On being a part of a cartel


So by now we all know that mental computation is not my strong point.  So I must have completely taken leave of my senses when I agreed to start volunteering at the local High Schools canteen. For a start, it was nothing like a shift at the primary school, where one would just turn up and get to work. I had a list of can and cannot do’s to work through, according to Horatio.

I was not allowed to yell out “Yo Yo WASSUPPPPPP” when I spotted him or any of his mates. I was not allowed to speak to ANY of the girls whatsoever. I was not allowed to dab or insist that others dab before I served them. All of my fun things I had discussed with him were shut down. NOT EVEN A FIST BUMP! My outfit had to be approved. Once I promised to uphold the “family name” we were right to rock and roll.

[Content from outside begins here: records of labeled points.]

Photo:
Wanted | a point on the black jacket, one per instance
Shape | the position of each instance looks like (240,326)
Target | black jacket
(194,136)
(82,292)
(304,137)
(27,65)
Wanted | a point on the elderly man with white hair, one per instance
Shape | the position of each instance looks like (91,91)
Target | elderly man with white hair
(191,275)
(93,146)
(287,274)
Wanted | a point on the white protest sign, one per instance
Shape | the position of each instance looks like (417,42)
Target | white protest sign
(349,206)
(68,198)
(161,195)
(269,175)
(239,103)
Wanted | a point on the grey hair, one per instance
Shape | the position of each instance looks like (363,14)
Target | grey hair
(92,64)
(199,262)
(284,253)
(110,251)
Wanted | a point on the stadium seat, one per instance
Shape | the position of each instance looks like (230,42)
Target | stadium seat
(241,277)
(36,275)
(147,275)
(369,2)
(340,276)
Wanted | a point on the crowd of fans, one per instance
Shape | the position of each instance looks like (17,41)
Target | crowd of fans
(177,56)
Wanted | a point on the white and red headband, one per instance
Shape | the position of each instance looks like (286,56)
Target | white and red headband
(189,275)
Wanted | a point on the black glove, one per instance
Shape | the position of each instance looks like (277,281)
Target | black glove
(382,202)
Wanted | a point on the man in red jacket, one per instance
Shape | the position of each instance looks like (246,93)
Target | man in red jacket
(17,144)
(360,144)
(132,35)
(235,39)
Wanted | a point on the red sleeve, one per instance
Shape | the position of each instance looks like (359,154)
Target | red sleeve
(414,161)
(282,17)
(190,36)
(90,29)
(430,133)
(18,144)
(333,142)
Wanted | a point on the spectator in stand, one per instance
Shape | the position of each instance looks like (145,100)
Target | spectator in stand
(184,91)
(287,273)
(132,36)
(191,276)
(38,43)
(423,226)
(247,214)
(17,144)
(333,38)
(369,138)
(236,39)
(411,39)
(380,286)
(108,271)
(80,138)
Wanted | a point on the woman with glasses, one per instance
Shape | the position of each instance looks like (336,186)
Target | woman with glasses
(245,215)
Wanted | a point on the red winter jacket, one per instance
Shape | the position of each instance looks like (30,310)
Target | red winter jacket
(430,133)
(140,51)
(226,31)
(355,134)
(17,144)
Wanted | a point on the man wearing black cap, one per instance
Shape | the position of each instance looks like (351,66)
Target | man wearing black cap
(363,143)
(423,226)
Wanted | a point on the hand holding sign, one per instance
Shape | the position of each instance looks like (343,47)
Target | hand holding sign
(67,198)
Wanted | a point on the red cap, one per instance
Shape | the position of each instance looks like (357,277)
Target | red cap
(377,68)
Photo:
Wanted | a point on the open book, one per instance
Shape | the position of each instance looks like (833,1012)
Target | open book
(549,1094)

Now this is not a small school. It is massive and there were six of us working the shift. I was delighted to discover they sold a fair amount of crap food so the whole shift cost me about $20, as I ate sausage rolls and garlic bread. And because Horatio would turn up with his posse and they are gorgeous teenaged boys with cheeky smiles, and how can one say no to that! There was also an incident involving a teacher who looked like she was about to burst into tears when I informed her that we had sold out of chicken rolls. I totally sympathised, thinking she had been teaching all day and the one thing that she was looking forward to, was snatched away from her. I placated her with some sushi instead.

Now the whole day reminded me of a story from my youth.

I was a teenage hustler. Let us begin.

At the age of twelve I was sent away to boarding school as my parents were intelligent human beings and could see that I was turning into a troubled youth. So they threw some money at the problem to make it disappear. I took to boarding like a duck to water as we had rather shady supervision. Oh the stories I could tell! And I do cover off quite a lot of it in my book Primary School Confidential, which you can order here. (if you would like to no pressure or anything, #justsaying)

Lumped in with thirty country kids, it was always a very exciting day when Mrs. Albert was on tuck-shop duty. Mrs. Albert was the mother of one of the day girls and a kinder, more lovely women you would not be likely to meet. Being boarders, we were often taken out by her and her family, or would have sleepovers at their place. Anyway, she always took pity on us, a lovely trait inn which we were only to happy to take advantage of. I would use the word exploit, but I think that it is a strong description with evil connotations.

Oh, who the fuck am I kidding here. It is the ONLY appropriate word. We exploited Mrs Albert in the following scam.

Ok, so the first girl would line up at the canteen with a fifty sent coin, making sure she was in Mrs. Alberts line. Once she reached the counter, said girl would hand over the money and request a Paddle Pop. Mrs Albert would fetch the icy treat, return to the counter and say…

“Oh don’t me silly! Put your money away…. It is my treat!”

So the girl would return to the group with the money AND the ice cream, only to hand it over to the next girl who would repeat the exact process.

“Oh don’t me silly! Put your money away…. It is my treat!”

Eventually, that one fifty cent coin would be offered to and refused by Mrs. Allen until we all had a Paddle Pop in our belly’s. We did this for YEARS. As I explained, I am crap at maths but I do know that each day she did her duty, she was out of pocket to the tune of $15. And now that I am on the other side of that counter, well I can see she must have known what was going on. Lovely Mrs. Albert.

Now, can we talk about what to do when a kid hands over a one hundred dollar bill for a meat pie?

Did you ever scam anyone?

And feel free to add your judgement about how this canteen sells Kit Kats! Everyone loves that debate! Isn’t it practically a federal offence these days?